Today on Slate, Dan Barber says yes.
A couple of years ago, Barber was quoted on the Huffington Post as saying:
…one of the requirements of the chef for the future is not to propose a cuisine on the landscape, it’s going to have to be listening to the landscape to determine what kind of chef and what kind of eater we want to be. And if you are in southern Los Angeles and San Diego and you want to be a vegetarian, God bless you. You should be. You should be. But if you want to be in New England and you want to improve the ecological conditions of where you are, you’re eating meat. There’s no question about it. There is no healthy ecological system that I’ve ever seen that doesn’t include animals — there just doesn’t. Because the manure from the animals is a free, free ecological resource that amends the soil that gives you better-tasting and healthful vegetables.
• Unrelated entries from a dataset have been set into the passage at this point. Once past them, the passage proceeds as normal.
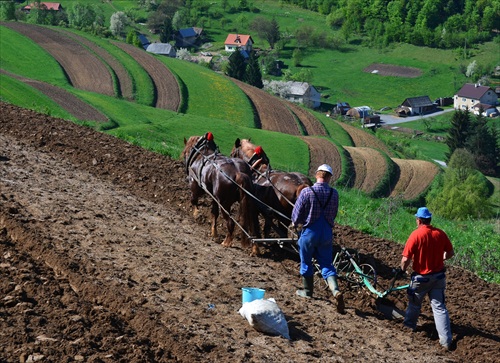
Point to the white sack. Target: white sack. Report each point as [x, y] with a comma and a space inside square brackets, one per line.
[265, 316]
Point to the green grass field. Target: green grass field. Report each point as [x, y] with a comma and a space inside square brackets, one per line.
[337, 73]
[216, 101]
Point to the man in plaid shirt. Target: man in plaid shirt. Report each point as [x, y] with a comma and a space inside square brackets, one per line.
[316, 209]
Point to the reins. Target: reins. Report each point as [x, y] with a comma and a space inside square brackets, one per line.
[211, 158]
[266, 175]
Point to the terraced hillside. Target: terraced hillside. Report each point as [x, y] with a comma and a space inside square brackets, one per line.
[84, 69]
[101, 260]
[90, 67]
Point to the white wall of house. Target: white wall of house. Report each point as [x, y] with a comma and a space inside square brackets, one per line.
[463, 103]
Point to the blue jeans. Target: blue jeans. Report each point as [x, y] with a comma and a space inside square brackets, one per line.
[434, 286]
[316, 241]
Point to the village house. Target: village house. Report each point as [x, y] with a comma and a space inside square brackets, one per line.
[416, 106]
[485, 110]
[304, 93]
[43, 5]
[297, 92]
[471, 94]
[238, 41]
[162, 49]
[187, 37]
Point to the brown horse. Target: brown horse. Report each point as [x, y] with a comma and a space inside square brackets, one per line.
[278, 189]
[227, 181]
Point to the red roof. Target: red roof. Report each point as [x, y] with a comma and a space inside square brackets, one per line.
[473, 91]
[48, 6]
[237, 39]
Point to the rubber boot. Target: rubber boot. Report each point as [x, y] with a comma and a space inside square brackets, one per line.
[308, 287]
[339, 297]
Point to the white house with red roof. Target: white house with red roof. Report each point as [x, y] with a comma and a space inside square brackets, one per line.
[471, 94]
[238, 41]
[44, 6]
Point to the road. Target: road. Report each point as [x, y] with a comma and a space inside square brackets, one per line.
[391, 119]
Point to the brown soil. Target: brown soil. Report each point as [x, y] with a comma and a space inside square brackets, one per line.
[323, 151]
[85, 71]
[72, 104]
[362, 138]
[415, 177]
[392, 70]
[168, 94]
[272, 112]
[101, 261]
[122, 75]
[310, 123]
[369, 166]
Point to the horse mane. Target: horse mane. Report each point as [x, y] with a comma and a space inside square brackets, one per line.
[247, 147]
[188, 145]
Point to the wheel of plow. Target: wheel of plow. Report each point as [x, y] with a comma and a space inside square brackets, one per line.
[369, 273]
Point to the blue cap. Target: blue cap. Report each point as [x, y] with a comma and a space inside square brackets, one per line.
[423, 212]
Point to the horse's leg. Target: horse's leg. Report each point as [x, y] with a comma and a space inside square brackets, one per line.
[196, 192]
[228, 241]
[215, 215]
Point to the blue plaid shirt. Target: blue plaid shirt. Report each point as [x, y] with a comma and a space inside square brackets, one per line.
[308, 209]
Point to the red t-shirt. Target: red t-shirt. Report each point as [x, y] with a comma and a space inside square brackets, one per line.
[426, 246]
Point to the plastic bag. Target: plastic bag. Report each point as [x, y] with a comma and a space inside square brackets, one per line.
[264, 315]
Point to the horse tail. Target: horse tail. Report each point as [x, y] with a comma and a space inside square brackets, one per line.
[299, 190]
[248, 215]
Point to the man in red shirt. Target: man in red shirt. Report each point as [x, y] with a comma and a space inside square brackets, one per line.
[428, 247]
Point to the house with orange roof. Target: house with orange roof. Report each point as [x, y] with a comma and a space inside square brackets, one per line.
[471, 94]
[238, 41]
[44, 6]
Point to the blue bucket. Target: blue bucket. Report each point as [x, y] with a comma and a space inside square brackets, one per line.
[252, 293]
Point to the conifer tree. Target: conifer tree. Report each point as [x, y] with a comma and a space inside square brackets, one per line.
[253, 75]
[459, 132]
[482, 143]
[236, 67]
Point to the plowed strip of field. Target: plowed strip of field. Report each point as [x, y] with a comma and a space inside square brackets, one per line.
[310, 122]
[124, 79]
[370, 167]
[392, 70]
[85, 71]
[168, 94]
[364, 139]
[415, 177]
[273, 114]
[322, 151]
[81, 110]
[406, 174]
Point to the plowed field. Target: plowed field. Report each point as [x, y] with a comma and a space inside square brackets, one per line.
[85, 70]
[101, 261]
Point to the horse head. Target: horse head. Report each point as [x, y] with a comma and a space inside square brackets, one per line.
[198, 146]
[254, 155]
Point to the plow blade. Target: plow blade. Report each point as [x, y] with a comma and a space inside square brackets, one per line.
[390, 311]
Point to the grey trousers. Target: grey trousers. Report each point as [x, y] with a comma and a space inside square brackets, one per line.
[434, 286]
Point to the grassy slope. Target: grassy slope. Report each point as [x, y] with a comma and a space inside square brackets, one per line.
[159, 130]
[34, 63]
[218, 100]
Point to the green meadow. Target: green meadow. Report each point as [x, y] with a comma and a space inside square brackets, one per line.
[213, 103]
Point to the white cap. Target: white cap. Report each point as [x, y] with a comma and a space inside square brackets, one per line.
[326, 168]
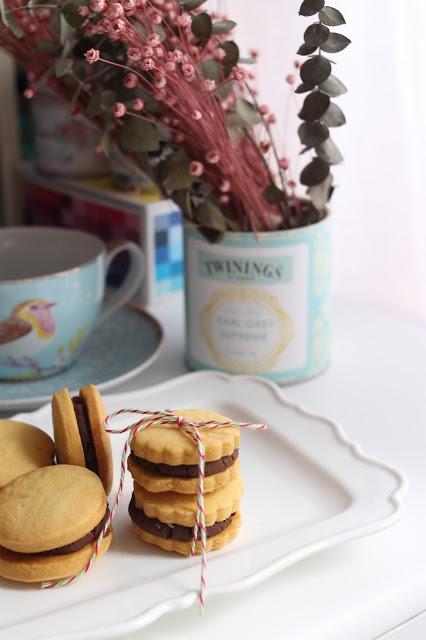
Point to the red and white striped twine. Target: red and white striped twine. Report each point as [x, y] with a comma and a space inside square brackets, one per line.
[191, 429]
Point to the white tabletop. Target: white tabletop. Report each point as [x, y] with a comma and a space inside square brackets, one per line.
[376, 389]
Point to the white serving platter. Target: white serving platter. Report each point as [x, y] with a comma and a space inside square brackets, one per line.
[307, 488]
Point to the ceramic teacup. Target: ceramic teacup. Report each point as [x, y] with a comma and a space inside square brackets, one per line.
[52, 286]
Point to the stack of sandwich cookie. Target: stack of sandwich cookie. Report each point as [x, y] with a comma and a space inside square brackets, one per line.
[80, 437]
[50, 520]
[164, 465]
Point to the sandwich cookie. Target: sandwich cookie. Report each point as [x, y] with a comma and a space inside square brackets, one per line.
[50, 519]
[23, 448]
[164, 458]
[167, 519]
[80, 436]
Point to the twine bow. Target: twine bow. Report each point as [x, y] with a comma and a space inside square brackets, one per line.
[191, 429]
That’s been around since the beginning of time. So to say that vegetarians live on this higher plane of ethics (and I’m not here to argue that slaughtering animals doesn’t carry with it some weight), but you have blood on your hands when you eat vegetarian as well, especially if you’re in the northeast. Because your food is coming from somewhere, and your calories are coming from somewhere in the winter, and if they’re traveling hundreds of miles, and in many cases thousands of miles, you are burning fossil fuels to get them there, and generally they’re produced in monocultures, and that has a huge cost on natural living systems. They might not be animals that you and I can identify with, but they’re insects and bugs and whole types of flora and fauna that are dying to produce those vegetables. That’s not an ethical way to eat, I don’t think, in the future.